Backpacks Full of Data Files: A Hypothetical Future
One current pain point for certain Haskell programs is Cabal's
data-files feature. This feature is a little bit awkward and weird: it involves depending on a generated file but also filling in a default implementation for that file, and there are some obscure and unclear edge cases in its use. One difficult edge case is that, while most uses of data files are in applications, it's nonetheless possible for libraries to depend on data files, in which case it's very difficult to induce Cabal to produce final relocatable bundles that contain both executables and the data files on which they depend.
I was musing on a hypothetical future way of solving this problem: once the lightweight module system Backpack is fully implemented in Haskell, we could build a
data-files-like mechanism in a more convenient way by modifying the current design to use module-level mixins. The rest of this post will sketch out what that design might look like.
I should stress that I'm describing a possible solution, and not the solution. I'm by no means indicating that this is the best way of solving present problems with data files, and I have absolutely no indication that anyone else would want to solve the problem like this. That said, I think this is an interesting and motivated design, and I'd be happy to discuss its strengths and weaknesses, as well as other possible design choices that address the same issues.
Right now, I'm using Edward Yang's blog post A Taste Of Cabalized Backpack as my primary guide to Backpack-in-practice.

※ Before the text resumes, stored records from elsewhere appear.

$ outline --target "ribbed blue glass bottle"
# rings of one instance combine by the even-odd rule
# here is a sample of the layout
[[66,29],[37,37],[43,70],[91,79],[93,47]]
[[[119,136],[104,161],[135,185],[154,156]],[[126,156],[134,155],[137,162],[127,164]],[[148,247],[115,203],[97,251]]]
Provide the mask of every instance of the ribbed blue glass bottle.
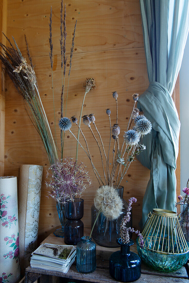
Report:
[[110,258],[109,271],[111,276],[118,281],[131,282],[137,280],[141,275],[141,260],[136,254],[130,251],[134,242],[130,239],[128,244],[122,242],[120,238],[117,242],[121,250],[113,253]]
[[92,240],[84,236],[77,245],[76,267],[81,273],[90,273],[96,267],[96,244]]

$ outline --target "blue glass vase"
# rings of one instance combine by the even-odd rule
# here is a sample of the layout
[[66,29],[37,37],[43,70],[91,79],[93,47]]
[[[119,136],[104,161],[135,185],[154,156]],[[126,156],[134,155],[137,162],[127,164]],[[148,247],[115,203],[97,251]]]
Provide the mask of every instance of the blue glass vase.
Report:
[[81,273],[93,272],[96,267],[96,244],[92,238],[82,237],[77,245],[76,267]]
[[109,260],[110,274],[117,281],[131,282],[137,280],[141,275],[141,260],[136,254],[130,251],[134,241],[130,239],[128,244],[122,242],[120,238],[117,242],[121,246],[120,251],[113,253]]
[[54,235],[57,237],[64,238],[64,224],[66,221],[66,218],[64,215],[65,205],[60,203],[58,201],[56,203],[56,208],[59,220],[60,222],[61,228],[57,229],[54,232]]
[[76,198],[65,204],[64,215],[67,219],[64,225],[64,242],[68,245],[77,245],[83,236],[84,226],[81,219],[83,216],[84,200]]

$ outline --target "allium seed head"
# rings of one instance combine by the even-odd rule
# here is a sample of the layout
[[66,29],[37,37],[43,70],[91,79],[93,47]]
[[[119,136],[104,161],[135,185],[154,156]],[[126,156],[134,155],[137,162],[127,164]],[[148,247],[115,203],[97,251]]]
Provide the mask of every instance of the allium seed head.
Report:
[[83,118],[83,124],[86,126],[88,126],[88,127],[90,127],[90,124],[91,123],[91,121],[90,121],[89,118],[87,115],[84,115],[82,117]]
[[138,93],[133,93],[132,96],[133,97],[133,100],[134,101],[136,102],[138,101],[138,100],[139,99],[139,95]]
[[113,187],[102,186],[99,188],[94,199],[95,207],[110,220],[117,219],[122,211],[123,204],[117,190]]
[[75,123],[75,124],[77,124],[77,123],[78,120],[75,115],[73,116],[71,116],[71,119],[73,123]]
[[136,122],[135,126],[137,131],[142,135],[150,132],[152,127],[151,122],[145,117]]
[[108,115],[109,116],[111,114],[111,111],[110,109],[109,108],[108,108],[107,109],[106,109],[106,114],[107,115]]
[[123,138],[126,143],[130,145],[137,144],[139,141],[139,134],[134,130],[129,130],[125,132]]
[[95,117],[94,116],[94,114],[93,114],[92,113],[91,114],[89,114],[89,115],[88,115],[88,117],[90,121],[94,124],[95,122]]
[[184,194],[189,196],[189,188],[184,188],[182,189],[182,192]]
[[71,122],[69,118],[64,117],[59,120],[58,125],[61,130],[65,131],[69,130],[71,128]]
[[112,96],[114,98],[115,98],[116,100],[118,97],[118,94],[117,91],[113,91],[112,93]]

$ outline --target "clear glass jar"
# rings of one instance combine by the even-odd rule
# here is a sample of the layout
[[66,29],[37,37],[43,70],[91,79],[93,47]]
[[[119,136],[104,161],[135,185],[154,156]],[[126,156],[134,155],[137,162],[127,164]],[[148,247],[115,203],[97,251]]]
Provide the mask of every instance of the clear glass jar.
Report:
[[65,204],[64,213],[67,221],[64,225],[64,242],[76,245],[83,236],[84,226],[81,219],[83,216],[84,200],[76,198]]
[[89,237],[82,237],[77,245],[76,267],[81,273],[90,273],[96,268],[96,245],[92,240]]
[[[123,198],[124,187],[119,186],[117,190],[119,195],[123,203],[123,209],[120,217],[115,220],[109,220],[102,213],[100,213],[95,225],[92,237],[96,244],[110,248],[119,246],[116,240],[119,237],[120,224],[123,218],[126,215],[129,204]],[[91,229],[98,212],[94,204],[91,207]],[[131,219],[127,223],[127,227],[132,227],[132,214],[131,211]],[[131,238],[132,234],[129,234]]]

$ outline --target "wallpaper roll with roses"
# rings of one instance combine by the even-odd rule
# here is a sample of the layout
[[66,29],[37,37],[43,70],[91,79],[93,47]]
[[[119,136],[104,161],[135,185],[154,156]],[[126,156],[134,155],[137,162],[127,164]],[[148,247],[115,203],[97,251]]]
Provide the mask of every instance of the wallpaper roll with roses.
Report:
[[0,282],[2,282],[17,283],[20,277],[17,179],[0,177]]
[[20,166],[18,217],[22,274],[37,248],[43,168],[39,165]]

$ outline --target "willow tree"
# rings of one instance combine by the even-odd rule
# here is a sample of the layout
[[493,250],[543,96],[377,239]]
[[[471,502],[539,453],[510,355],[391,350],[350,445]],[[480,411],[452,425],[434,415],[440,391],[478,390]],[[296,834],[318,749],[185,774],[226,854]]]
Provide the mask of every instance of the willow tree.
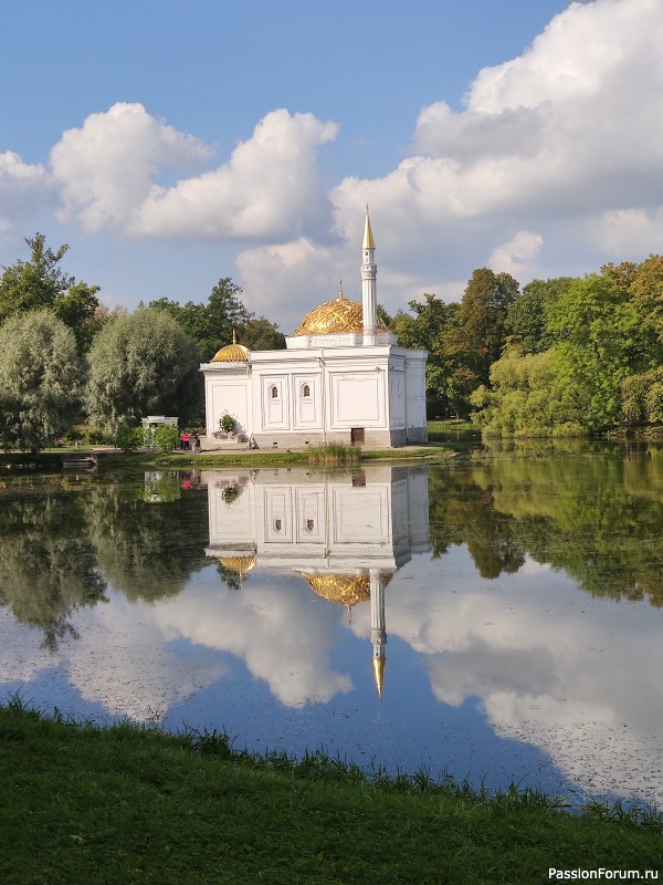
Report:
[[86,403],[94,424],[116,428],[155,414],[187,421],[200,408],[196,344],[164,310],[139,308],[112,319],[88,363]]
[[81,409],[82,364],[71,329],[50,311],[10,316],[0,326],[0,442],[36,450]]

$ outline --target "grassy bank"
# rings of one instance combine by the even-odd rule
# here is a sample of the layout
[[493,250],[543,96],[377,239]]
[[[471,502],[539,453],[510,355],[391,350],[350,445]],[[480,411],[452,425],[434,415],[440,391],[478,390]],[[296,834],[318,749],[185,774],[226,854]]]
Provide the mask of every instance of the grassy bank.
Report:
[[541,883],[548,868],[657,870],[655,821],[571,816],[424,775],[368,779],[219,735],[98,729],[0,708],[4,885]]

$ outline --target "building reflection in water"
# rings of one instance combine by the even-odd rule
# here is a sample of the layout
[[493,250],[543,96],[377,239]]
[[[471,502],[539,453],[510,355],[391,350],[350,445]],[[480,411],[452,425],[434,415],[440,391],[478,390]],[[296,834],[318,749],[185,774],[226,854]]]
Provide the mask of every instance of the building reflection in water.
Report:
[[428,472],[376,466],[351,472],[256,469],[203,473],[208,556],[238,574],[295,572],[325,600],[370,602],[372,667],[382,695],[385,589],[412,553],[430,550]]

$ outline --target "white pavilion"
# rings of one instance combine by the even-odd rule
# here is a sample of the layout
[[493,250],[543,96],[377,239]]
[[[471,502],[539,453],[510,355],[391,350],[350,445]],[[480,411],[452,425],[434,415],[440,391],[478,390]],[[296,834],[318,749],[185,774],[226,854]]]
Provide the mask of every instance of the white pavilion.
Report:
[[306,314],[284,351],[233,341],[200,366],[206,448],[223,446],[220,421],[234,418],[257,448],[323,442],[376,447],[428,439],[425,351],[410,351],[378,319],[376,246],[368,207],[361,242],[361,302],[338,298]]

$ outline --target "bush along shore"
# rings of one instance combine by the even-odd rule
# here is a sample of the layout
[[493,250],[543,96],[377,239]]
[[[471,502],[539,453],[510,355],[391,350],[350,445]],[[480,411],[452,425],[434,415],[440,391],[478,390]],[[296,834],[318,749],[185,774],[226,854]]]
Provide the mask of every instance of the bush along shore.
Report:
[[0,774],[3,885],[530,885],[550,870],[663,867],[655,812],[571,814],[527,789],[76,723],[19,698],[0,707]]

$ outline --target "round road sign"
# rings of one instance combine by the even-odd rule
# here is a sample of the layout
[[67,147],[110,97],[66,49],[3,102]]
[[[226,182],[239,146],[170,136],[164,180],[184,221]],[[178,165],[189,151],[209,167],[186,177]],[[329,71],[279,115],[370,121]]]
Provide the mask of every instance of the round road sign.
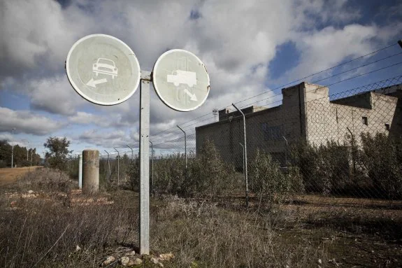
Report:
[[67,55],[66,71],[81,97],[101,105],[126,101],[136,92],[141,78],[133,50],[105,34],[89,35],[76,42]]
[[162,54],[152,71],[154,87],[168,106],[182,112],[196,109],[210,91],[209,76],[202,62],[190,52],[175,49]]

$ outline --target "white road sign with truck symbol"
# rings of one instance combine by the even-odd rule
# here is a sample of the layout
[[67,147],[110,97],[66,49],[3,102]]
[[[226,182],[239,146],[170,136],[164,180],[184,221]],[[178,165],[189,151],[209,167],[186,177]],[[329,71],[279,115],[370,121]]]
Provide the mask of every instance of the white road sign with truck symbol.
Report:
[[105,34],[92,34],[73,45],[66,71],[74,90],[84,99],[100,105],[126,101],[140,83],[140,64],[134,52],[122,41]]
[[189,51],[175,49],[159,57],[152,71],[154,87],[159,99],[179,111],[201,106],[210,91],[210,80],[202,62]]

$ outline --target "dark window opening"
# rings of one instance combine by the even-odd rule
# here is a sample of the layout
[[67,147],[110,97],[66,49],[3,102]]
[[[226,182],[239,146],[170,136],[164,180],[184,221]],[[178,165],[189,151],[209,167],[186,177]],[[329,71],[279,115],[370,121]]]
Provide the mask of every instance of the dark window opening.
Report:
[[366,116],[363,116],[361,118],[361,122],[363,122],[363,124],[366,125],[366,126],[368,125],[368,120],[367,119]]
[[266,141],[275,141],[282,139],[283,125],[271,127],[268,123],[262,123],[261,126]]

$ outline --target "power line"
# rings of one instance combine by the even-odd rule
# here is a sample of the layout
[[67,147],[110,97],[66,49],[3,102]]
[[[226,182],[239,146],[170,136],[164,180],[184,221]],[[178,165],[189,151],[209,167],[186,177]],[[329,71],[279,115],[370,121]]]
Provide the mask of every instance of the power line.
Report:
[[[373,70],[373,71],[371,71],[367,72],[367,73],[362,73],[362,74],[359,74],[359,75],[358,75],[358,76],[352,76],[352,77],[349,78],[347,78],[347,79],[341,80],[340,81],[338,81],[338,82],[336,82],[336,83],[331,83],[331,84],[328,84],[328,85],[324,85],[324,86],[322,86],[322,87],[319,87],[319,88],[322,88],[322,87],[329,87],[330,85],[336,85],[336,84],[338,84],[338,83],[342,83],[342,82],[347,81],[347,80],[352,80],[352,79],[354,79],[354,78],[358,78],[358,77],[363,76],[365,76],[365,75],[366,75],[366,74],[369,74],[369,73],[374,73],[374,72],[376,72],[376,71],[378,71],[384,70],[384,69],[385,69],[390,68],[390,67],[392,67],[392,66],[396,66],[396,65],[399,65],[399,64],[402,64],[402,62],[398,62],[398,63],[396,63],[396,64],[392,64],[392,65],[389,65],[389,66],[385,66],[385,67],[380,68],[380,69],[375,69],[375,70]],[[258,103],[258,102],[260,102],[260,101],[264,101],[264,100],[266,100],[266,99],[272,99],[272,98],[273,98],[273,97],[275,97],[280,96],[280,94],[275,94],[275,95],[273,95],[273,96],[270,96],[270,97],[266,97],[266,98],[264,98],[264,99],[258,100],[258,101],[253,101],[253,102],[249,103],[249,104],[245,104],[245,105],[241,106],[241,108],[244,108],[244,107],[248,106],[250,106],[250,105],[252,105],[252,104],[257,104],[257,103]],[[266,104],[266,105],[269,105],[269,104]]]
[[[264,92],[258,94],[257,94],[257,95],[252,96],[252,97],[249,97],[249,98],[244,99],[243,99],[243,100],[241,100],[241,101],[236,102],[236,104],[238,104],[238,103],[241,103],[241,102],[243,102],[243,101],[247,101],[247,100],[248,100],[248,99],[254,98],[254,97],[256,97],[262,95],[262,94],[266,94],[266,93],[268,93],[268,92],[273,92],[273,91],[277,90],[278,90],[278,89],[281,89],[281,88],[282,88],[283,87],[287,86],[287,85],[290,85],[290,84],[293,84],[293,83],[296,83],[296,82],[299,82],[299,81],[300,81],[300,80],[304,80],[304,79],[306,79],[306,78],[310,78],[310,77],[312,77],[312,76],[316,76],[316,75],[317,75],[317,74],[322,73],[325,72],[325,71],[329,71],[329,70],[331,70],[331,69],[334,69],[334,68],[339,67],[339,66],[340,66],[347,64],[350,63],[350,62],[353,62],[353,61],[355,61],[355,60],[357,60],[357,59],[362,59],[362,58],[364,58],[364,57],[367,57],[367,56],[369,56],[369,55],[373,55],[373,54],[378,53],[378,52],[380,52],[380,51],[382,51],[382,50],[386,50],[386,49],[388,49],[388,48],[391,48],[391,47],[393,47],[394,45],[396,45],[396,44],[397,44],[397,43],[394,43],[394,44],[390,45],[384,47],[384,48],[382,48],[378,49],[378,50],[377,50],[371,52],[370,53],[364,55],[362,55],[362,56],[356,57],[356,58],[354,58],[354,59],[350,59],[350,60],[348,60],[348,61],[347,61],[347,62],[343,62],[343,63],[341,63],[341,64],[337,64],[337,65],[336,65],[336,66],[331,66],[331,67],[330,67],[330,68],[326,69],[324,69],[324,70],[320,71],[318,71],[318,72],[317,72],[317,73],[315,73],[310,74],[310,75],[309,75],[309,76],[305,76],[305,77],[303,77],[303,78],[299,78],[299,79],[295,80],[294,80],[294,81],[292,81],[292,82],[290,82],[290,83],[287,83],[287,84],[282,85],[280,85],[280,86],[279,86],[279,87],[278,87],[273,89],[273,90],[268,90],[268,91],[266,91],[266,92]],[[400,53],[399,53],[399,54],[400,54]],[[387,57],[387,58],[388,58],[388,57]],[[385,58],[382,59],[385,59]],[[382,59],[381,59],[381,60],[382,60]],[[218,73],[218,72],[212,73]],[[327,79],[329,79],[329,78],[327,78]],[[224,108],[229,107],[229,106],[227,106],[224,107]],[[192,119],[191,120],[187,121],[187,122],[184,122],[184,123],[182,123],[182,124],[180,124],[180,125],[183,125],[187,124],[187,123],[189,123],[189,122],[190,122],[196,120],[197,119],[202,118],[203,118],[203,117],[205,117],[205,116],[207,116],[207,115],[210,115],[209,113],[206,113],[206,114],[205,114],[205,115],[201,115],[201,116],[199,116],[199,117],[197,117],[197,118],[196,118]],[[202,122],[202,121],[201,121],[201,122]],[[192,125],[189,125],[189,126],[186,126],[185,127],[192,126],[192,125],[194,125],[194,124],[192,124]],[[163,130],[163,131],[161,131],[161,132],[158,132],[158,133],[157,133],[157,134],[153,134],[153,135],[151,136],[151,137],[155,137],[155,136],[158,136],[158,135],[159,135],[159,134],[162,134],[162,133],[168,132],[169,130],[171,130],[171,129],[175,129],[175,128],[176,128],[175,126],[175,127],[171,127],[171,128],[168,128],[168,129],[165,129],[165,130]]]
[[[352,76],[352,77],[350,77],[350,78],[346,78],[346,79],[344,79],[344,80],[340,80],[340,81],[338,81],[338,82],[335,82],[335,83],[331,83],[331,84],[328,84],[328,85],[323,85],[323,86],[322,86],[322,87],[318,87],[318,89],[322,88],[322,87],[329,87],[329,86],[333,85],[336,85],[336,84],[338,84],[338,83],[342,83],[342,82],[345,82],[345,81],[347,81],[347,80],[352,80],[352,79],[354,79],[354,78],[358,78],[358,77],[361,77],[361,76],[365,76],[365,75],[367,75],[367,74],[370,74],[370,73],[374,73],[374,72],[376,72],[376,71],[381,71],[381,70],[384,70],[384,69],[385,69],[390,68],[390,67],[392,67],[392,66],[397,66],[397,65],[399,65],[399,64],[402,64],[402,62],[398,62],[398,63],[396,63],[396,64],[391,64],[391,65],[389,65],[389,66],[385,66],[385,67],[382,67],[382,68],[380,68],[380,69],[375,69],[375,70],[373,70],[373,71],[368,71],[368,72],[366,72],[366,73],[361,73],[361,74],[357,75],[357,76]],[[315,90],[317,90],[317,89],[315,89]],[[309,92],[310,92],[310,91],[312,91],[312,90],[310,90]],[[277,96],[279,96],[279,95],[280,95],[280,94],[275,94],[275,95],[273,95],[273,96],[270,96],[270,97],[267,97],[267,98],[265,98],[265,99],[260,99],[260,100],[259,100],[259,101],[254,101],[254,102],[252,102],[252,103],[249,103],[249,104],[245,104],[245,105],[244,105],[244,106],[242,106],[240,107],[240,108],[244,108],[244,107],[248,106],[250,106],[250,105],[252,105],[252,104],[256,104],[256,103],[258,103],[258,102],[260,102],[260,101],[264,101],[264,100],[266,100],[266,99],[272,99],[272,98],[273,98],[273,97],[277,97]],[[264,106],[268,106],[268,105],[271,105],[271,104],[275,104],[275,103],[278,103],[278,102],[280,102],[280,101],[281,101],[281,100],[275,101],[273,101],[273,102],[264,105]],[[210,114],[208,114],[208,115],[210,115]],[[204,116],[205,116],[205,115],[204,115]],[[213,116],[210,116],[209,118],[207,118],[207,119],[205,119],[205,120],[201,120],[201,121],[199,121],[199,122],[195,122],[195,123],[193,123],[193,124],[191,124],[191,125],[187,125],[187,126],[185,127],[185,129],[186,129],[186,130],[187,130],[187,129],[189,129],[189,127],[192,127],[192,126],[193,126],[193,125],[194,125],[201,123],[201,122],[204,122],[204,121],[206,121],[206,120],[207,120],[212,119],[212,118],[213,118]],[[156,141],[159,141],[159,140],[161,140],[161,139],[162,139],[162,138],[159,139],[157,139]],[[179,139],[180,139],[180,138],[179,138]]]

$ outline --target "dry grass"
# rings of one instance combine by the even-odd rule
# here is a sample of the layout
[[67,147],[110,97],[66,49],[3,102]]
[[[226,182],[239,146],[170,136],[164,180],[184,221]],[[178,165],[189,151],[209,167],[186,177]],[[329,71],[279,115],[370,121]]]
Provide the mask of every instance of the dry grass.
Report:
[[12,183],[18,178],[24,176],[25,174],[31,172],[41,167],[26,167],[14,169],[0,169],[0,187]]
[[[137,249],[136,193],[111,192],[115,202],[108,205],[71,206],[64,199],[71,197],[74,187],[59,171],[42,169],[13,190],[20,194],[33,190],[34,197],[19,198],[11,208],[10,195],[0,196],[0,267],[97,267],[110,255],[119,258]],[[317,200],[305,198],[315,205]],[[362,222],[344,223],[343,227],[339,222],[333,228],[291,206],[309,207],[288,204],[264,211],[171,196],[152,199],[151,253],[173,253],[175,258],[164,262],[165,267],[317,267],[319,260],[321,267],[396,267],[402,263],[402,240],[366,234],[359,230]],[[356,232],[346,228],[348,225]],[[118,262],[110,267],[119,267]]]

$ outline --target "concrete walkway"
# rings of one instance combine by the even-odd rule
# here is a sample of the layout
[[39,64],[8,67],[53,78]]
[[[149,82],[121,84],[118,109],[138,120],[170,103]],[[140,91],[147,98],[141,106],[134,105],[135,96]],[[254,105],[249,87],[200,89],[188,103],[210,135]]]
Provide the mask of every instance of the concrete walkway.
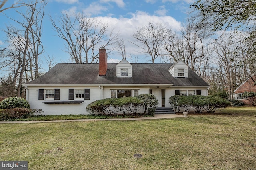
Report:
[[0,121],[0,124],[3,123],[51,123],[51,122],[64,122],[67,121],[112,121],[112,120],[142,120],[158,119],[168,119],[176,117],[185,117],[184,116],[174,114],[165,114],[154,115],[154,117],[137,117],[134,118],[110,118],[110,119],[88,119],[79,120],[50,120],[44,121]]

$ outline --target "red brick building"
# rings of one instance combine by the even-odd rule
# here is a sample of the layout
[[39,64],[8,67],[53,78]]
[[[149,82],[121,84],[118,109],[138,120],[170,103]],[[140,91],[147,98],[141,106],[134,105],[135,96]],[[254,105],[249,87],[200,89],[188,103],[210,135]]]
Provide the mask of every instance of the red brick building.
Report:
[[[252,77],[254,80],[256,80],[256,78],[255,76]],[[246,98],[243,97],[243,94],[246,91],[256,92],[256,84],[254,83],[251,78],[249,78],[241,84],[234,91],[236,99],[242,100],[246,104],[251,104]]]

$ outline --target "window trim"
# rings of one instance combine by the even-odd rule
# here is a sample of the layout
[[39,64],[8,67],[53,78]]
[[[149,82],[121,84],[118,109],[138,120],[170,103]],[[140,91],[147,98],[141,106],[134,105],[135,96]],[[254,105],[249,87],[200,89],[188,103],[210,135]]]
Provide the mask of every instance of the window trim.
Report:
[[[74,89],[74,99],[75,100],[84,100],[84,89]],[[77,95],[78,95],[77,96]]]
[[[189,93],[190,91],[194,91],[194,94],[190,94],[190,93]],[[195,96],[196,95],[196,92],[195,90],[188,90],[187,92],[188,94],[188,96]]]
[[[111,91],[113,90],[113,92],[115,92],[115,95],[112,95],[112,93],[111,93]],[[117,96],[116,96],[116,94],[117,94],[117,90],[114,90],[114,89],[110,89],[110,98],[117,98]]]
[[[198,91],[199,92],[200,90],[200,94],[198,94]],[[185,93],[183,93],[182,94],[181,91],[183,91],[184,92],[185,91],[186,91],[186,94],[184,94]],[[194,94],[189,94],[188,92],[190,91],[193,91],[194,92]],[[175,95],[180,95],[180,96],[195,96],[195,95],[201,95],[201,90],[175,90]]]
[[[132,96],[131,97],[136,97],[136,96],[139,96],[140,95],[140,90],[139,89],[110,89],[110,98],[121,98],[121,97],[120,98],[118,98],[118,90],[131,90],[131,92],[132,92]],[[114,91],[115,92],[115,96],[114,95],[112,95],[112,94],[111,94],[111,91],[113,90],[113,91]],[[134,91],[135,90],[138,90],[138,96],[135,96],[134,95]]]
[[[236,94],[236,100],[244,100],[244,99],[247,99],[247,98],[244,98],[244,96],[243,96],[243,94],[244,94],[244,93],[237,93]],[[241,96],[238,96],[238,94],[241,94]],[[239,97],[241,97],[241,98],[238,99],[238,98]]]
[[[122,72],[122,70],[127,70],[127,72]],[[121,77],[128,77],[128,68],[120,68],[120,76]],[[127,75],[122,75],[122,73],[127,73]]]
[[[47,91],[49,91],[50,90],[51,90],[52,93],[51,94],[47,94]],[[52,93],[52,92],[53,92],[53,93]],[[54,100],[54,98],[55,97],[55,90],[54,89],[45,89],[44,90],[44,100]],[[53,93],[53,94],[52,94]],[[47,95],[52,95],[52,97],[51,98],[47,98]],[[53,96],[52,96],[53,95]]]
[[[135,95],[134,94],[134,91],[138,90],[138,95]],[[132,90],[132,97],[136,97],[140,95],[140,90],[139,89],[134,89]]]
[[[182,72],[180,71],[182,71]],[[179,74],[182,74],[181,75],[179,75]],[[185,69],[184,68],[178,68],[178,77],[185,77]]]

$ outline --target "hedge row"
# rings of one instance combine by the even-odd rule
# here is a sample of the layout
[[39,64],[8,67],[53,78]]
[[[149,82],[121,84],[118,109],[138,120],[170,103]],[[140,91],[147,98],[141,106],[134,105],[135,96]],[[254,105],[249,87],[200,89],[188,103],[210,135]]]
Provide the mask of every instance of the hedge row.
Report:
[[26,108],[29,109],[28,102],[25,99],[18,97],[11,97],[4,99],[0,102],[0,109]]
[[[176,112],[181,109],[185,111],[200,112],[207,111],[215,112],[220,108],[228,106],[230,103],[226,99],[215,96],[174,95],[169,98],[169,103]],[[191,109],[192,110],[191,110]]]
[[[152,94],[143,94],[138,97],[128,97],[117,98],[108,98],[96,100],[86,106],[86,111],[92,114],[117,115],[123,114],[136,115],[139,110],[143,109],[146,114],[149,107],[156,108],[158,102]],[[149,113],[152,114],[152,112]]]

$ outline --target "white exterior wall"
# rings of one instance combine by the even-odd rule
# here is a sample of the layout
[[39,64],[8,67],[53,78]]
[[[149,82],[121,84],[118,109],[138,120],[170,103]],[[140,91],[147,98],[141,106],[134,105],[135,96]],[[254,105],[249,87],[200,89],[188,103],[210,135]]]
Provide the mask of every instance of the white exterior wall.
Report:
[[[42,103],[43,101],[54,101],[54,99],[50,100],[38,100],[39,89],[59,89],[60,100],[55,100],[55,101],[77,101],[79,100],[69,100],[68,90],[90,89],[90,100],[82,100],[84,102],[81,104],[46,104]],[[139,95],[149,93],[150,89],[156,89],[155,88],[151,88],[149,86],[100,86],[100,88],[98,86],[29,86],[26,89],[26,100],[28,101],[30,105],[31,109],[41,109],[44,111],[44,115],[65,115],[65,114],[88,114],[89,113],[86,111],[86,107],[92,102],[102,99],[110,98],[110,90],[138,90]],[[202,95],[208,96],[208,90],[207,88],[182,88],[178,87],[171,87],[167,88],[161,88],[160,87],[159,90],[165,89],[165,106],[166,107],[170,107],[169,104],[169,98],[175,94],[176,90],[201,90]],[[44,94],[45,96],[45,94]],[[45,97],[44,97],[45,98]],[[159,102],[161,102],[159,101]]]
[[125,59],[123,59],[116,65],[116,76],[123,77],[121,76],[121,69],[122,68],[127,69],[128,70],[128,76],[126,77],[132,77],[132,65]]
[[103,87],[103,99],[110,98],[110,90],[138,90],[139,95],[145,93],[149,93],[149,87],[138,86],[107,86]]
[[175,65],[171,68],[169,72],[174,77],[178,77],[178,69],[184,69],[184,76],[188,77],[188,66],[186,65],[181,60],[179,60],[175,64]]
[[[38,89],[60,89],[60,100],[54,99],[38,100]],[[46,104],[43,101],[72,101],[81,100],[68,100],[68,89],[90,89],[90,100],[82,100],[81,104]],[[45,94],[44,94],[45,96]],[[30,105],[31,109],[41,109],[44,111],[43,115],[88,114],[86,106],[92,102],[100,99],[100,89],[98,86],[69,86],[69,87],[29,87],[26,89],[26,99]]]

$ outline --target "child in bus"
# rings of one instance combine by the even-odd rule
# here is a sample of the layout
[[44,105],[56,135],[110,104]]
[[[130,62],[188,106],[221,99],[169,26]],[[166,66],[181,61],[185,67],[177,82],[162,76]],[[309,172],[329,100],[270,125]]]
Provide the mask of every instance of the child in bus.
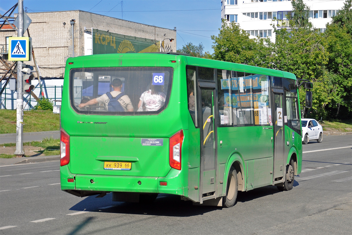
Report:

I don't have a Backpack-enabled GHC and Cabal on hand, and so I haven't actually run any of this: this should right now be treated effectively as pseudocode. I also assume familiarity with Cabal's data files support; if you're in need of an introduction or a refresher, you should read the post Adding Data Files Using Cabal.
An Abstract Signature for Data Files
In our hypothetical Backpack-enabled-data-files-support future, we start by creating a signature that corresponds to the generated
Paths_whatever module. To this end, we can create an
.hsig file with a declaration like this:
module Dist.DataFiles (getDataFileName) where getDataFileName :: FilePath -> IO FilePath
This defines an abstract module called
Dist.DataFiles that exposes a single function,
getDataFileName, with no actual implementation. We can expose this signature by creating a package,
data-files-sig, that exposes only this signature:
name: data-files-sig version: 1.0 indefinite: True build-depends: base exposed-signatures: Dist.DataFiles
This would be a standard package—maybe even part of
base—that can be consistently and universally relied on by libraries that require some kind of data file support.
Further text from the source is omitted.